J.R. Il n’y a pas de crise de la représentation chez nous. Pendant que les manifestants madrilènes disaient aux candidats "Vous ne nous représentez pas", il y avait une grande ferveur pour les primaires socialistes en France, renouvelant l’illusion que l’élection présidentielle est le coeur battant de la démocratie, alors qu’elle n’est que la dernière figure de la monarchie, de l’homme qui incarne la collectivité dans sa personne. Ces fameuses "primaires" ne sont pas du tout un "renouveau démocratique". Il n’y a pas de démocratie si on l’identifie exclusivement aux formes de partage de pouvoir organisées autour du système parlementaire et présidentiel.

La démocratie, ce n’est pas le choix entre des offres, c’est un pouvoir d’agir. C’est le pouvoir de n’importe qui, de ceux qui n’ont pas de titre - richesse, naissance, science ou autre qui les qualifie pour exercer le pouvoir. Le pouvoir d’Etat ne cesse de réduire ce pouvoir. Il est donc de plus en plus nécessaire qu’il y ait des forces démocratiques autonomes qui aient leurs propres agendas, leurs modes d’expertise, d’évaluation, de contrôle pour armer les gens contre les formes actuelles de la domination. Karl Marx disait il y a cent-cinquante ans que nos Etats n’étaient que les agents d’affaires du capitalisme international. C’était exagéré à l’époque, mais aujourd’hui, c’est parfaitement vrai ! On a des formes d’Etat qui sont complètement asservies aux logiques capitalistes. Il n’y a pas à attendre des partis qui jouent le jeu parlementaire qu’ils se soustraient à cette logique, c’est elle qui les fait exister, ils sont incapables d’imaginer autre chose. Le problème de la démocratie est aussi celui de l’imagination. Il y a eu des partis ouvriers, communistes ou sociaux-démocrates qui ont su créer des contre-pouvoirs au pouvoir de la société capitaliste, des formes d’exercice intellectuel, politique, économique de l’intelligence collective. Cela a totalement disparu. On accuse nos socialistes d’être des sociaux-démocrates. Ils sont bien en dessous de cela.
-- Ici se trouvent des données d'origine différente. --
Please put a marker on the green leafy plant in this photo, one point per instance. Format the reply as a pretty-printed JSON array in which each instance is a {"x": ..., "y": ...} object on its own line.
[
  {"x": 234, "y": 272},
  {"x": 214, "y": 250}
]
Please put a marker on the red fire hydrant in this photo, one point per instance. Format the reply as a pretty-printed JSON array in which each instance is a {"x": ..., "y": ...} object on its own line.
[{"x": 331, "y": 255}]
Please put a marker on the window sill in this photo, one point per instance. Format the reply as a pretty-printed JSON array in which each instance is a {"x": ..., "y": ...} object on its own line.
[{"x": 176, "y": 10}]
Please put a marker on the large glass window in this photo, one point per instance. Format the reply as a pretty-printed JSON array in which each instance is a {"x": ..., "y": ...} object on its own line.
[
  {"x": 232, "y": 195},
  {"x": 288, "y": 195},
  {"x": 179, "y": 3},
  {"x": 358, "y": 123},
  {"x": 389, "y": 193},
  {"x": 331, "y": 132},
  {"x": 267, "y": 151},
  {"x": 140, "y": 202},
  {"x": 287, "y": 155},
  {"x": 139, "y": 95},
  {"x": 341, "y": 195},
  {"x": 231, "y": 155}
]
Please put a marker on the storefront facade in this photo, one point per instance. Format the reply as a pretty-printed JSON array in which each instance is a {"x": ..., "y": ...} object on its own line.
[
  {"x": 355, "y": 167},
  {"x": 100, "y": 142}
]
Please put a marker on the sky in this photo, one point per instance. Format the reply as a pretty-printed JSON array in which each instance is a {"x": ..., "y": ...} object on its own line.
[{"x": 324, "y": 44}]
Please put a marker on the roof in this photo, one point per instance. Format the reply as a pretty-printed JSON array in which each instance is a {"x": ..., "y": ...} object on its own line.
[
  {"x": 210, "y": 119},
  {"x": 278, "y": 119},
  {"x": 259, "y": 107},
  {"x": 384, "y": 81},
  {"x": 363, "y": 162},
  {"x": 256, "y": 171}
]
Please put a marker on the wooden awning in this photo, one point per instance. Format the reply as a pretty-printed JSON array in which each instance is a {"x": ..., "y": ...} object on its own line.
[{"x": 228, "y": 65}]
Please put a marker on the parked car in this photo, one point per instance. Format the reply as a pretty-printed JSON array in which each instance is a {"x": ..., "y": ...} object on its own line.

P.R. Le problème, c’est que le socialisme français n’a rien de social-démocrate au sens authentique du terme. Il ne l’a pas été quand il aurait dû l’être et maintenant, il est trop tard. La social-démocratie, ce n’est pas seulement une autre dénomination du réformisme, c’est le nom donné au projet historique d’une gestion commune de l’Etat-providence entre les forces du travail et du capital ainsi qu’à l’organisation du compromis de classes. Concrètement, elle vise à brider le capitalisme et à rééquilibrer le rapport entre ses formes financière et industrielle. Ce compromis de classe est complètement à réinventer à l’âge de la mondialisation et du capitalisme d’innovation. Dans l’ordre proprement politique, je ne vois aujourd’hui aucun programme qui fasse véritablement avancer les choses dans cette direction. Ils contiennent parfois d’excellentes réformes, mais elles sont limitées, comme le cumul des mandats. Il faut voir plus loin que le perfectionnement de la machine électorale représentative.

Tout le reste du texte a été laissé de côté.